LONDON, Ky. (LEX 18) – The heart of downtown London is adorned with mounds of colorful flowers and thriving with new businesses opening around every corner.
Main Street is where people go to hang out in London.
“We feel like better friendships are formed when you meet on Main,” said Phil Smith, owner of Local Honey.
Local honey open in February and serves “trendy eclectic comfort food” inside what was once a picture frame store at 300 N Main St.
Smith said the location was ideal for several reasons, but one of the most important being their passion for creating a downtown area that their community can be proud of.
“For me, the main street of any city is always the heart and soul of the community,” he said. “We feel like this is where most people go.”
London city center is a non-profit organization focused on the economic growth of the district.
In recent years, the organization has put its energy into investing in local businesses in order to create a territory where events are frequent and business flourishes.
“When you see a vibrant and vibrant downtown, you can tell the community is alive and caring. For me, it’s a place I want to be, ”said Julie Rae, Executive Director of London Downtown. “We want it to be a place where people can come and enjoy. “
Their efforts have made a visible difference.

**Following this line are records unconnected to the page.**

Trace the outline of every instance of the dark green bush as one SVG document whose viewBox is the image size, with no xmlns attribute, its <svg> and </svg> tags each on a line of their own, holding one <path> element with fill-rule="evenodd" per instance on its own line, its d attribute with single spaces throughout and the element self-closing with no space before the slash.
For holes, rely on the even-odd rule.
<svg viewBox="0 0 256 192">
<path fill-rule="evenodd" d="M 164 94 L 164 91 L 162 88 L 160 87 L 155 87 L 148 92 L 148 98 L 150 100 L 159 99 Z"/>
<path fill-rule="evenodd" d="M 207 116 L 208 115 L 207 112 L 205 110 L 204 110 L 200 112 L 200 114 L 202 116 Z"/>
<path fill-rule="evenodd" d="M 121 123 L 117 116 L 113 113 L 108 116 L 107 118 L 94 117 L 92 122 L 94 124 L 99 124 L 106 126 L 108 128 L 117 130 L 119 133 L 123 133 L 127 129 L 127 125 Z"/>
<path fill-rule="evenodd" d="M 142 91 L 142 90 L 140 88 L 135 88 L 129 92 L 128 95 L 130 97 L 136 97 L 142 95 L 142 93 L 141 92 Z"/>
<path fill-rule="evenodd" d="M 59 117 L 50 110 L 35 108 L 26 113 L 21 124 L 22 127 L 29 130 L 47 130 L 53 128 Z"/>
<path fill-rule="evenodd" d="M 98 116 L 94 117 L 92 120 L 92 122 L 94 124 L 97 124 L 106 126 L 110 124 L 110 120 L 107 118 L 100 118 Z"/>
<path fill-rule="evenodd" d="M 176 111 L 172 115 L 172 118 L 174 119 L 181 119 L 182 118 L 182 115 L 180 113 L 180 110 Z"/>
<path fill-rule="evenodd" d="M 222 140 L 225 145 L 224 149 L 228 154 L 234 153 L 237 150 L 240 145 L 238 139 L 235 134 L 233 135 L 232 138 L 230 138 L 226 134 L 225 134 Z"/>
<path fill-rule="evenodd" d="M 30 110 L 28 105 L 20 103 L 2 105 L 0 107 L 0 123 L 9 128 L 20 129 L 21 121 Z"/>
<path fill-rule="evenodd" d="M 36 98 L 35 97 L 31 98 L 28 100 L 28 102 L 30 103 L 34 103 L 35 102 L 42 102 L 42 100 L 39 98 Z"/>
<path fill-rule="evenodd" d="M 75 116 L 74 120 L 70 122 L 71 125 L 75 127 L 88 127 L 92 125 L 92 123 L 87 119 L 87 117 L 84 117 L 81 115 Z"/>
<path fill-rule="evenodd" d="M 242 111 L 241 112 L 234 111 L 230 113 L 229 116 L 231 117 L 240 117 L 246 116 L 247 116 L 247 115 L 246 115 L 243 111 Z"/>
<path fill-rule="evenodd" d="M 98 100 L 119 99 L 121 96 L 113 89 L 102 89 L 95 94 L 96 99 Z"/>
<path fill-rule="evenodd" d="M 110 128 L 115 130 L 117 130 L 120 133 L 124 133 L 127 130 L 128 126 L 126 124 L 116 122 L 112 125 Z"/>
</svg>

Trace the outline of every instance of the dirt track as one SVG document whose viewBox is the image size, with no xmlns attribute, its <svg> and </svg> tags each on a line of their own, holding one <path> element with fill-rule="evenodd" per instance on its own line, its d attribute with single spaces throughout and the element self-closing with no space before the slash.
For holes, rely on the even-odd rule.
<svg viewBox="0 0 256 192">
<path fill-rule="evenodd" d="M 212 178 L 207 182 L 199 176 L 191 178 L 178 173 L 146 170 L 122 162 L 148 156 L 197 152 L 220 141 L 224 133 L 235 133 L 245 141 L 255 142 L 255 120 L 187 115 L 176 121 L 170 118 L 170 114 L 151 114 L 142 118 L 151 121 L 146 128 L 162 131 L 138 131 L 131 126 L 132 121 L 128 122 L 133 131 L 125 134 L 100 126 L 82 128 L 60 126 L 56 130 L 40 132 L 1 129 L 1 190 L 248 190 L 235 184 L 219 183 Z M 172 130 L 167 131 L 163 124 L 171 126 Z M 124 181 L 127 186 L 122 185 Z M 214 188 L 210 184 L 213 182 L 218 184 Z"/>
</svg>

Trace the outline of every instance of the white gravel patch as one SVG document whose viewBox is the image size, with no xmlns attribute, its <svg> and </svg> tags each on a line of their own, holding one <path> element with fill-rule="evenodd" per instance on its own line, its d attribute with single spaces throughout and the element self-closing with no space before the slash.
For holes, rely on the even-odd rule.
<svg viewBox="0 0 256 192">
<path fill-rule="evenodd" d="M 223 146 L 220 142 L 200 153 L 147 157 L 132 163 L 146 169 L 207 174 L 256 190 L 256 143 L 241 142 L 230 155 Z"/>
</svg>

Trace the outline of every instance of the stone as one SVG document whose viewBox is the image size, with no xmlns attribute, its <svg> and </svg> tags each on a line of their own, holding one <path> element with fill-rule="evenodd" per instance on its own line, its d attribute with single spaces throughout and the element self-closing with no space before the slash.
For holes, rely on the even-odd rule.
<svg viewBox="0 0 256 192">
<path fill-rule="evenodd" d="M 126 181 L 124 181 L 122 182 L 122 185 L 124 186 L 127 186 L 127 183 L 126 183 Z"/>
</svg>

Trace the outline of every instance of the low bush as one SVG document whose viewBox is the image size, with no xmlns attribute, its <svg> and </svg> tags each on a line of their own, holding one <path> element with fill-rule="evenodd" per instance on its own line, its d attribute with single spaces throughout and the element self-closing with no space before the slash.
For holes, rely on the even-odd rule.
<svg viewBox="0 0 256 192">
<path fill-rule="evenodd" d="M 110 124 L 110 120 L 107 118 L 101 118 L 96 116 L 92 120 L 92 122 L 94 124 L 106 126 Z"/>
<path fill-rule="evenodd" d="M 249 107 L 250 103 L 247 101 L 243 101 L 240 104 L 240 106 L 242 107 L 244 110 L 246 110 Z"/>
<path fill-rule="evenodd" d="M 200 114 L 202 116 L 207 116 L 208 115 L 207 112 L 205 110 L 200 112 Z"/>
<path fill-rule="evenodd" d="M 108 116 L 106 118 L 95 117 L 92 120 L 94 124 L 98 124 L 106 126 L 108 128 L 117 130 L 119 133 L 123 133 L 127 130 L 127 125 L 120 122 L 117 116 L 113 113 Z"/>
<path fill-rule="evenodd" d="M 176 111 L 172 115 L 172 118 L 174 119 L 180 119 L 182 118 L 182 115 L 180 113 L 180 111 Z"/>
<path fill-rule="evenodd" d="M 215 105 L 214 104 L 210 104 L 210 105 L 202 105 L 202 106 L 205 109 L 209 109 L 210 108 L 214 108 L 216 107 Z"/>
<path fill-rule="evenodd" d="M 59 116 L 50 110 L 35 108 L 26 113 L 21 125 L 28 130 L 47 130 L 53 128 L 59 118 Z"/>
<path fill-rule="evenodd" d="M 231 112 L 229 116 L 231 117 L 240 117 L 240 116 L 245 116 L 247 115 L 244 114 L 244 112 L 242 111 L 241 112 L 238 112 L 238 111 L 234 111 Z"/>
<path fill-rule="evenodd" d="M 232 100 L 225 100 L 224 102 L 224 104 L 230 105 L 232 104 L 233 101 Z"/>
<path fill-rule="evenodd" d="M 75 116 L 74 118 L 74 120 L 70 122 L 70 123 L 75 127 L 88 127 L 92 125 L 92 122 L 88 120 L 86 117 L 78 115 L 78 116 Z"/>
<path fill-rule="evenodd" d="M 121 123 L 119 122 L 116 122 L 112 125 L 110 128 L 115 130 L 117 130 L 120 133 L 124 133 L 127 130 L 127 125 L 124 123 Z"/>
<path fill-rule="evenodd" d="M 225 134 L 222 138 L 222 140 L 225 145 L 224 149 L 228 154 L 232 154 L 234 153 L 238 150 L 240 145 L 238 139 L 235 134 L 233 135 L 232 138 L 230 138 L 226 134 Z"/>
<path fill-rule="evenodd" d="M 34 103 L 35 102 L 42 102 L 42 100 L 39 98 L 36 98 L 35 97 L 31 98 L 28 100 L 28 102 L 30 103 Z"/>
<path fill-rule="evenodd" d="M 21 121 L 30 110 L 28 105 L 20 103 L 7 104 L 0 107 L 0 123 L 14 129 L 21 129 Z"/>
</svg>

For several years, many showcases remained empty.
“Now we don’t have enough buildings to house these people,” Rae said.
Rae said even the coronavirus hadn’t slowed them down. No business closed permanently due to the pandemic.
The region’s success caught the eye of London-born Chloe Hopkins, who hosted her own grand opening in May.
“It’s the perfect place,” she said.
She owns The bluegrass baker where she sells all kinds of candy including macaroons, cakes, cupcakes and her grandmother’s famous chocolate chip cookies.
“People love them. They come and buy them by the dozen, ”Hopkins said.
Hopkins said she plans to open the bakery in Louisville, where she worked at the time, but her heart is in her hometown.
Seeing the booming downtown district finally convinced her to return home.
“I’m really excited to bring something new to London that wasn’t here before,” she said. “We had people from all over to try our treats.”
“That’s what you want. You don’t want an empty downtown. You want people who are excited to come in,” Rae said.
Rae said that the more enthusiastic local business owners are about being downtown, the more excited people are to go. And London can only continue to grow from there.